Emissioni, Accordo di Parigi minacciato dalla produzione di cibo
Anche se le emissioni generate dall'utilizzo di combustibili fossili venissero azzerate immediatamente, quelle generate dal sistema alimentare globale sarebbero un ostacolo per il raggiungimento degli obiettivi previsti dall'Accordo di Parigi
Gli obiettivi posti dall’Accordo di Parigi, che prevede un calo delle emissioni volto a mantenere l’aumento delle temperature entro 1,5°C, o al massimo 2 gradi, oltre ai livelli pre-industriali, sono a rischio anche a causa della produzione di cibo.
In tutto il mondo, infatti, la produzione del cibo è responsabile di una fetta significativa, pari all’incirca a un terzo, delle emissioni globali di gas serra. I dati, allarmanti, sono stati resi noti da uno studio pubblicato sulla rivista Science. Si stima che, tra il 2012 e il 2017, l’industria alimentare abbia prodotto da sola circa 16 miliardi di tonnellate all’anno di CO2.
Anche se le emissioni generate dall’utilizzo di combustibili fossili venissero azzerate immediatamente, mostrano gli scienziati, quelle generate esclusivamente dal sistema alimentare globale sarebbero comunque un ostacolo per il raggiungimento degli obiettivi previsti dall’Accordo di Parigi.
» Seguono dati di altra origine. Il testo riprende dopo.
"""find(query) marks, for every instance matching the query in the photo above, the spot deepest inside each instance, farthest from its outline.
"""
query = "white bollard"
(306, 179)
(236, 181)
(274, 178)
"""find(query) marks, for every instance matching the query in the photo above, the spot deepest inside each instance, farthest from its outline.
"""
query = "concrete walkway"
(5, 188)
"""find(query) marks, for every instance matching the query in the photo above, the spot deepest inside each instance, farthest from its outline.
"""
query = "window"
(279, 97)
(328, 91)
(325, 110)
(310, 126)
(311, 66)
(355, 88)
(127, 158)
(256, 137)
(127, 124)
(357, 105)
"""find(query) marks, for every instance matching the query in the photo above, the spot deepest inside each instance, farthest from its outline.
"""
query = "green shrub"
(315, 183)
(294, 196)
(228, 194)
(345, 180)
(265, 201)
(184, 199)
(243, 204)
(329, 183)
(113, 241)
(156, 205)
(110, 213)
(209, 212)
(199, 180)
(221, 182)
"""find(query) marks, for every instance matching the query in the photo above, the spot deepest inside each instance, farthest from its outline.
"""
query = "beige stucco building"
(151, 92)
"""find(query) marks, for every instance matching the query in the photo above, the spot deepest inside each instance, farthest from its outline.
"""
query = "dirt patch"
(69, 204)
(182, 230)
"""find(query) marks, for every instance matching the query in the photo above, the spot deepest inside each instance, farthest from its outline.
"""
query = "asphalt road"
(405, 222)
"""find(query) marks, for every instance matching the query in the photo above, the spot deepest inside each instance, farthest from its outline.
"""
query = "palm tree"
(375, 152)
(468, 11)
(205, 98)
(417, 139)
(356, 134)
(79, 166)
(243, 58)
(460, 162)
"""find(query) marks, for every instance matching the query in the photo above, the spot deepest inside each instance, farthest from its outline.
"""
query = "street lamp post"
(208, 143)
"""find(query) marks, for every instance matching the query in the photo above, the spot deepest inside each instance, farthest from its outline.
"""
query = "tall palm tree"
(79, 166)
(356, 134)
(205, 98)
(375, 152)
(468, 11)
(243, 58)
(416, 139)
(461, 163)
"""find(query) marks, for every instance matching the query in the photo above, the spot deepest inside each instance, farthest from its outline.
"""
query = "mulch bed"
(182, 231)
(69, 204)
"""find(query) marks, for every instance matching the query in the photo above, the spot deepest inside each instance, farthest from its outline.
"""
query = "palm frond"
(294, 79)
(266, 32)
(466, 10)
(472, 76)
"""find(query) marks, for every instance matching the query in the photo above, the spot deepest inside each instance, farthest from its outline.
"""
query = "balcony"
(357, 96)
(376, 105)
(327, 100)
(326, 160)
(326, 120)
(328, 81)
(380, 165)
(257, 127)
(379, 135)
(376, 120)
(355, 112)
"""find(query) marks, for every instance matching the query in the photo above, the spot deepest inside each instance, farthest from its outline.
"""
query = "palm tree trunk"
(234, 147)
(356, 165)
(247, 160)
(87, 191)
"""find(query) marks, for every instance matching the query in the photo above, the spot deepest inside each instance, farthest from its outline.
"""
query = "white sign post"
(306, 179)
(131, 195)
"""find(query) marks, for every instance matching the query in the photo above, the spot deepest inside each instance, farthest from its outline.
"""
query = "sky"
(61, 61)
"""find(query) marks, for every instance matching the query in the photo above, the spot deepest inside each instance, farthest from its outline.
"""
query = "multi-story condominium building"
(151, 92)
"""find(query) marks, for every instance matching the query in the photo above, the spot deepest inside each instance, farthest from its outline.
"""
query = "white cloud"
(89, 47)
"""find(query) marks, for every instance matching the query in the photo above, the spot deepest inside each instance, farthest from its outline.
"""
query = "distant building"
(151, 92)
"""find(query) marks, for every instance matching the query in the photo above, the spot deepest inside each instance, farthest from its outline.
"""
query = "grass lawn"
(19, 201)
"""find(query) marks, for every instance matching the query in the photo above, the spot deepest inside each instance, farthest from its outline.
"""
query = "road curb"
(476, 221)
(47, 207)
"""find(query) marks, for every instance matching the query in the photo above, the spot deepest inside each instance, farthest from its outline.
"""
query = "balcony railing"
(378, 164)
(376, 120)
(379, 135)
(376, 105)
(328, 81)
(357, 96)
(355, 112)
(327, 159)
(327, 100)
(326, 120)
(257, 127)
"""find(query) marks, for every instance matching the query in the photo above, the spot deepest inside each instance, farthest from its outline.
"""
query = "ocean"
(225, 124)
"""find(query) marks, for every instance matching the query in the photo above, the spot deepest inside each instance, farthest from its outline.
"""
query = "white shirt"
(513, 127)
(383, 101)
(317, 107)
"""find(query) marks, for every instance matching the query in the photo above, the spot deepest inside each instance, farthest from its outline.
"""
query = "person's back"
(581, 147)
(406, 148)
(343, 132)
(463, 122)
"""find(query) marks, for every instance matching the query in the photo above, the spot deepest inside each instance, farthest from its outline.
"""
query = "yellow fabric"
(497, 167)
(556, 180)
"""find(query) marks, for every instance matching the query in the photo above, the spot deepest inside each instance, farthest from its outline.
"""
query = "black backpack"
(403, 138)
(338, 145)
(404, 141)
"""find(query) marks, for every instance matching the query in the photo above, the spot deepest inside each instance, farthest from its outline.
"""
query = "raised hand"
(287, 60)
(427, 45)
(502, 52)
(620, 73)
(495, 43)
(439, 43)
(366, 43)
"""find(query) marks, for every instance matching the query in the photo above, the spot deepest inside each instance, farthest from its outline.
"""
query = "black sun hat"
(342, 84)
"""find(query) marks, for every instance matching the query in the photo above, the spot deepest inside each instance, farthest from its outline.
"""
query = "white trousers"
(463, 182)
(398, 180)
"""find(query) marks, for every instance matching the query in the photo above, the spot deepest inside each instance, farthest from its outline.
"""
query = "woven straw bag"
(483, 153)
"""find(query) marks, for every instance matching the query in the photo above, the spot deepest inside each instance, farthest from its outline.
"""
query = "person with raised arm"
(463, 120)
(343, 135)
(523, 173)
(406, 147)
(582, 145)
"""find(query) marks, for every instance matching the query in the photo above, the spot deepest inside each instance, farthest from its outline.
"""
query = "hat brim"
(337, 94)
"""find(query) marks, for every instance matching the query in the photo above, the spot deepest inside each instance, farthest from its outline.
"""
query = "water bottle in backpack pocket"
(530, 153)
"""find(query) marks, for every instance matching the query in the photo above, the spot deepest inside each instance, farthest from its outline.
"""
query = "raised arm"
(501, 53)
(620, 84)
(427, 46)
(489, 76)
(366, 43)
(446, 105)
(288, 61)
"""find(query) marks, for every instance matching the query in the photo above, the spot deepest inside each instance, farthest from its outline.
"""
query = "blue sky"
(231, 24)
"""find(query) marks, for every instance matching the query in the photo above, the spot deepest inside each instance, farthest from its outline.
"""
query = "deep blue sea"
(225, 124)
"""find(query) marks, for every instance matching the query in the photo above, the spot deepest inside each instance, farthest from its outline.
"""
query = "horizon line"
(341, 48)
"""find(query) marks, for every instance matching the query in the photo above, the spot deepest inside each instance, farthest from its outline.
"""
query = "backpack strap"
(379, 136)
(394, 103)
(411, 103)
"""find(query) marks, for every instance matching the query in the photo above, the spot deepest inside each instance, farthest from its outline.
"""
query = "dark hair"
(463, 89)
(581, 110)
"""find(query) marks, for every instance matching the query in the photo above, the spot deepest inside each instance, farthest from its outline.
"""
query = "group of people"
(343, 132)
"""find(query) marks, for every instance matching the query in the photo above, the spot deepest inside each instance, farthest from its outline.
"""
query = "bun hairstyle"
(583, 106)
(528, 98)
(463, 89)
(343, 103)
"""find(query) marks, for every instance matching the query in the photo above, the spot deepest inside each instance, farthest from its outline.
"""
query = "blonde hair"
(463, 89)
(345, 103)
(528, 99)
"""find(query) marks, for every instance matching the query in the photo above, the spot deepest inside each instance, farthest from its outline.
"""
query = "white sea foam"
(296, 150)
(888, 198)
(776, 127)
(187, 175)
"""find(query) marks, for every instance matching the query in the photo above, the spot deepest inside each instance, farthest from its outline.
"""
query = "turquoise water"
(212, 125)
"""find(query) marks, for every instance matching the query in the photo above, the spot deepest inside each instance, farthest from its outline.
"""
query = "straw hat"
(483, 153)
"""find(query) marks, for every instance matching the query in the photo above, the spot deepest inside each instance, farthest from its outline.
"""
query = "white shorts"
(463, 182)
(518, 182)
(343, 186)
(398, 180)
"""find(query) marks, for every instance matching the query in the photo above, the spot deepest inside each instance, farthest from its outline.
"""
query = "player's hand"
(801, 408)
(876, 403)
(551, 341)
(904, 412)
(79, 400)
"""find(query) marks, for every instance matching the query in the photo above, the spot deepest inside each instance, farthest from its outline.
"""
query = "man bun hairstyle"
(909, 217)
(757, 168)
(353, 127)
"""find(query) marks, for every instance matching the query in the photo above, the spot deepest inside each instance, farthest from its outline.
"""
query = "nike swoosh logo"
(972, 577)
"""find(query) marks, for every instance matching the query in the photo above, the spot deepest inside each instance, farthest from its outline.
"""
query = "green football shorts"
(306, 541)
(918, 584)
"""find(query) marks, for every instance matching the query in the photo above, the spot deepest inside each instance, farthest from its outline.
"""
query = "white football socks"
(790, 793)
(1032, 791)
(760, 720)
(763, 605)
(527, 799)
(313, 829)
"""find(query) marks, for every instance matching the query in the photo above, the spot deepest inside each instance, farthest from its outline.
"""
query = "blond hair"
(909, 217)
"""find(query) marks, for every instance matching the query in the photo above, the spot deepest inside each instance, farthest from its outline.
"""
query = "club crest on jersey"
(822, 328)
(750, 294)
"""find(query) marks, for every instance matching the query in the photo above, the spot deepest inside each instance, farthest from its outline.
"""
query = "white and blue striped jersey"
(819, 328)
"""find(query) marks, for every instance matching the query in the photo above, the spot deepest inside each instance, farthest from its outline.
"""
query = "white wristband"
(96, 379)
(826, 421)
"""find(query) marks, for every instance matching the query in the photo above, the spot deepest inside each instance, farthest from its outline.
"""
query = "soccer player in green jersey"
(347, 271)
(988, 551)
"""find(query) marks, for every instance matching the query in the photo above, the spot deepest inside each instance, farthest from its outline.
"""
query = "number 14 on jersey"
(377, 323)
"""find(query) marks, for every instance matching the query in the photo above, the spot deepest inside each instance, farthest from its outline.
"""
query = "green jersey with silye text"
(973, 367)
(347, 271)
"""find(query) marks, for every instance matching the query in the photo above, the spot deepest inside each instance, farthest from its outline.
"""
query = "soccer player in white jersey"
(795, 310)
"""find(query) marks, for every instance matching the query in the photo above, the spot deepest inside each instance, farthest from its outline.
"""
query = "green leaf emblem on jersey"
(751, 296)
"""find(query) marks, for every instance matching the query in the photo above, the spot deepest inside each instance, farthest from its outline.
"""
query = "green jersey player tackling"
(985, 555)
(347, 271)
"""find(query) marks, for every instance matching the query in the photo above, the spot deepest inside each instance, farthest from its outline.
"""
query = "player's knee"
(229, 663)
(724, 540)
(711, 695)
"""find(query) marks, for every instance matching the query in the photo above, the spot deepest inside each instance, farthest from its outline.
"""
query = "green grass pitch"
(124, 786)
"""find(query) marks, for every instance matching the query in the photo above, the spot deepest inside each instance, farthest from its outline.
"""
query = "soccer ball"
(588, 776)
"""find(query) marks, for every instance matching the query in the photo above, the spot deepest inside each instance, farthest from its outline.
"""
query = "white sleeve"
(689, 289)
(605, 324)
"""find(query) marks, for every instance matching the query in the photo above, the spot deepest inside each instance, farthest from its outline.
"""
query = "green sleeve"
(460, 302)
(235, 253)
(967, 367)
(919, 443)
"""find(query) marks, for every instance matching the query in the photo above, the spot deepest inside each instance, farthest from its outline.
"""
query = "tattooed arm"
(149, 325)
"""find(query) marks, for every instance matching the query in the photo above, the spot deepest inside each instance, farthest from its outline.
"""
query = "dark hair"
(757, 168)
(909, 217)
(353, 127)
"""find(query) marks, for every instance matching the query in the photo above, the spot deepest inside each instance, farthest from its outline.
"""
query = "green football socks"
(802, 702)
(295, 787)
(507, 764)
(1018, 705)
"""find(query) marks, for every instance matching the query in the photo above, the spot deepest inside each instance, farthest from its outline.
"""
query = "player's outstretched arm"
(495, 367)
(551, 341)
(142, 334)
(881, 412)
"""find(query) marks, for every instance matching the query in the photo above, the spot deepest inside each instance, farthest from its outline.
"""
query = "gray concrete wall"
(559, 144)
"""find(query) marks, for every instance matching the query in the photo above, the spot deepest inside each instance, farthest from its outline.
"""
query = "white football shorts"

Sarebbe infatti del tutto impossibile limitare il riscaldamento entro 1,5°C, ma anche l’obiettivo dei 2 gradi sarebbe molto difficile da raggiungere. «Sono necessari importanti cambiamenti nel modo in cui viene prodotto il cibo», avvertono i ricercatori.
Cambiamenti che non si vedono: mentre altri settori inquinanti, come quello dell’energia, stanno evolvendo verso soluzioni più green, infatti, la politica presta molta meno attenzione al mondo dell’agricoltura. Michael Clark, ricercatore presso la scuola di Oxford Martin e autore principale dello studio, ha sottolineato che «serve più concentrazione e un maggiore impegno nella riduzione delle emissioni generate dall’industria alimentare». In questo settore, invece di diminuire, le emissioni di gas serra stanno aumentando. I fattori in gioco sono principalmente i cambiamenti che la dieta degli esseri umani sta subendo nel mondo, e in particolare l’aumento del consumo di cibo di origine animale, la crescita della popolazione globale e le modalità con cui produciamo il cibo.
La produzione di cibo influisce sulla salute del nostro pianeta e sulla crisi climatica anche per la deforestazione e la conversione dei terreni, per l’utilizzo di fertilizzanti artificiali e per il metano prodotto dal bestiame e dall’agricoltura.
Sul banco degli imputati anche lo spreco di cibo, che determina un eccesso di emissioni di gas serra. Se solo dimezzassimo lo spreco di cibo, dicono gli scienziati, potremmo assistere a un calo delle emissioni che potrebbe farci sperare di restare sotto il tetto dei 2°C previsto dall’accordo di Parigi. È comunque necessario cambiare il modo in cui produciamo il nostro cibo, ma anche il modo in cui lo consumiamo: le diete devono cambiare, avvertono i ricercatori, soprattutto nei paesi più benestanti. Sono infatti soprattutto i paesi ricchi quelli in cui continua ad aumentare i consumo di carne, che va anche ben oltre le raccomandazioni sanitarie. Cambiamenti in questo senso sarebbero quindi d’aiuto anche per la salute delle persone: «le diete devono cambiare per contenere meno cibo in generale – spiega il dottor Clark – così che l’apporto calorico sia in linea con quantità più sane e con meno carne, latticini e uova». Come sottolineano gli scienziati, non è necessario che ognuno di noi adotti diete vegane, ma serve semplicemente ridurre il consumo dei cibi responsabili di alte emissioni di CO2, come carne e latticini, che – se ingeriti in quantità elevate – fanno male anche alla nostra salute.